Nicias

Plutarch

Plutarch. Plutarch's Lives, Vol. III. Perrin, Bernadotte, translator. Cambridge, MA: Harvard University Press; London: William Heinemann Ltd., 1914.

But Nicias did not want a sea fight. He said it would be great folly, when so large an armament was sailing to their aid and hurrying up fresh troops under Demosthenes, to fight the issue out with inferior forces, and those wretchedly supplied. Menander and Euthydemus, however, who had just been appointed to their offices, were moved by an ambitious rivalry with both the other generals; they longed to anticipate Demosthenes in some brilliant exploit, and to eclipse Nicias.

They therefore made much of their city’s reputation. This, they declared again and again, would be altogether ruined and dissipated if they should show fear when the Syracusans sailed out to attack them; and so they forced a decision to give battle by sea. But they were simply out-maneuvered by Ariston, the Corinthian captain, in the matter of the noon-day meal, as Thucydides relates,[*](Thuc. 7.36-41. The Syracusan crews took their meal close by their ships, and then suddenly re-embarked and attacked the Athenians, who supposed there would be no more fighting that day, and were taken unawares.) and then worsted in action, with the loss of many men. And so a great despair encompassed Nicias; he had met with disaster while in sole command, and was now again brought to grief by his colleagues.

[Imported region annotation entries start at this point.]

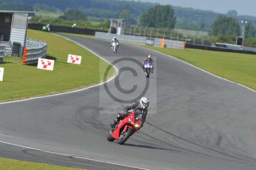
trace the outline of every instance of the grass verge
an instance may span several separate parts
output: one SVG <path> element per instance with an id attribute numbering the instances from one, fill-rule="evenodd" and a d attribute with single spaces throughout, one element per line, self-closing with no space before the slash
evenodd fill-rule
<path id="1" fill-rule="evenodd" d="M 4 81 L 0 82 L 0 102 L 59 93 L 97 84 L 109 65 L 75 43 L 49 33 L 28 30 L 28 37 L 48 42 L 47 57 L 56 60 L 54 70 L 22 65 L 21 58 L 5 57 L 4 63 L 0 64 L 4 68 Z M 81 65 L 67 63 L 68 54 L 82 56 Z M 108 78 L 115 72 L 112 68 Z"/>
<path id="2" fill-rule="evenodd" d="M 0 158 L 0 170 L 84 170 L 49 165 L 41 163 L 35 163 L 15 159 Z"/>
<path id="3" fill-rule="evenodd" d="M 77 37 L 83 37 L 83 38 L 88 38 L 94 39 L 95 36 L 94 35 L 87 35 L 87 34 L 74 34 L 72 33 L 67 33 L 62 32 L 56 33 L 57 34 L 67 35 L 72 35 Z"/>
<path id="4" fill-rule="evenodd" d="M 256 55 L 143 46 L 174 57 L 214 74 L 256 90 Z"/>

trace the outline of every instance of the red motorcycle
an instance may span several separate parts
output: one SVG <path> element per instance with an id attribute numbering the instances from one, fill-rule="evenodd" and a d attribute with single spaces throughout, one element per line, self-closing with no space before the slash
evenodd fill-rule
<path id="1" fill-rule="evenodd" d="M 129 112 L 131 112 L 130 115 L 110 130 L 107 138 L 108 141 L 113 142 L 116 140 L 119 144 L 123 144 L 141 125 L 141 113 L 134 110 Z M 121 112 L 120 114 L 122 113 Z"/>

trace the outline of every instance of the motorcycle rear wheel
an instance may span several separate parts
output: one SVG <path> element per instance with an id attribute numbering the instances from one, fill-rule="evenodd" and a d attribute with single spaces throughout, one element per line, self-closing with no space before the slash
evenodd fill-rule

But at this juncture Demosthenes hove in sight off the harbors,[*](About mid-summer, 413 B.C.) most resplendent in his array, and most terrifying to the enemy. He brought five thousand hoplites on seventy-three ships of war, besides javelineers and archers and slingers to no less a number than three thousand. What with the gleam of his arms and the insignia of his triremes and the multitude of his coxwains and pipers, he made a spectacular display, and one which smote the enemy with dismay.

Again, then, as was natural, fear reigned among the Syracusans. They saw before them no final release from their perils, but only useless toils and vain self-destruction.

But the joy of Nicias at the presence of this fresh force was not long lived. Nay, at the very first council of war, when Demosthenes urged an immediate attack upon the enemy, a settlement of the whole struggle by the speediest hazard, and either the capture of Syracuse or else a return home, he was in fearful amaze at such aggressive daring, and begged that nothing be done rashly or foolishly.

Delay, he said, was sure to work against the enemy; they no longer had money to spend, and their allies would no longer stand by them; let them only be really distressed by the straits they were in, and they would soon come to him again for terms, as they had done before. For not a few of the men of Syracuse were in secret communication with Nicias. They urged him to bide his time, on the ground that even now they were worn out by the war and weary of Gylippus, and that if their necessities should but increase a little, they would give over altogether.